Just How Bad Is It?
When
I told family and friends our family was relocating to California, there were many jokes about the end of the world. “You just wait!” they told me. “One day there will be an earthquake and California will break of into the ocean causing a massive tidal wave and it will be the end of the world.”
I laughed it of dismissively, but seriously folks I’m wondering about just how bad it is. I mean, this weekend I had a half-serious conversation with a friend regarding converting all our savings into yen in order to protect assets, the bailout/rescue plan gets passed, and Beverly Hills Chihuaua is number one at the box office.
Not to mention that tomorrow’s Bloomberg news (in Asia) reports that, ”Japan’s stocks fell, sending the Topix index toward a five-year low, as the global credit crisis deepened in Europe and the U.S. lost the most jobs in five years.”
These are strange times my friends! Strange times indeed.
We’ve obviously heard all the talks of the bail out/rescue plan and there seems to be varying views on why it is or is not going to work. But what I haven’t heard is what it really means to us and the real estate market in particular.
Bloomberg had a great bit of FAQ’s from regular taxpayers. Here are some excerpts that might give you some guidance on the issues surrounding the bailout/rescue and how it affects you.
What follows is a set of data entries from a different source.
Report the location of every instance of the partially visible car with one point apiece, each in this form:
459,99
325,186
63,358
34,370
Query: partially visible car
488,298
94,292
What will the program do for people in danger of defaulting on a mortgage?
The bill contains vague language encouraging the Treasury to implement plans to help endangered homeowners. Many mortgages, through the securitization process, were broken up into pieces and sold off, making it difficult for lenders to alter them so homeowners can afford rising payments.
“This bill does little to remove the existing obstacles that have made it all but impossible over the past year for the housing industry to help enough people avert foreclosure,” said Kathleen Day, a spokeswoman for the Center for Responsible Lending in Washington.
Will taxpayers lose or make money on this deal?
The assets the Treasury purchases could increase in value, allowing the government to sell them later at a profit. In addition, in return for buying the impaired investments, the Treasury will receive warrants, or contracts allowing it to purchase shares in participating companies at a preset price. If those companies’ stocks rise, taxpayers could benefit.
The non-partisan Congressional Budget Office estimated the net cost of the plan will be “substantially less than $700 billion but is more likely than not to be greater than zero.”
If, in five years, taxpayers have lost money, the president will have to submit legislation — most likely some kind of fee on financial institutions — to recoup losses.
How will it affect my taxes?
That depends on what the next president does. The initial borrowing of funds for the program will add some $2,300 in government debt for every American. Yet the Treasury will get assets for its money, many of which may increase in value as the housing market and economy improve.
“Much of the $700 billion is expected to be repaid, and there could even be a profit made by taxpayers,” said Alex Brill, an economic consultant at Washington law firm Buchanan Ingersoll & Rooney and a former policy director for the House Ways and Means Committee.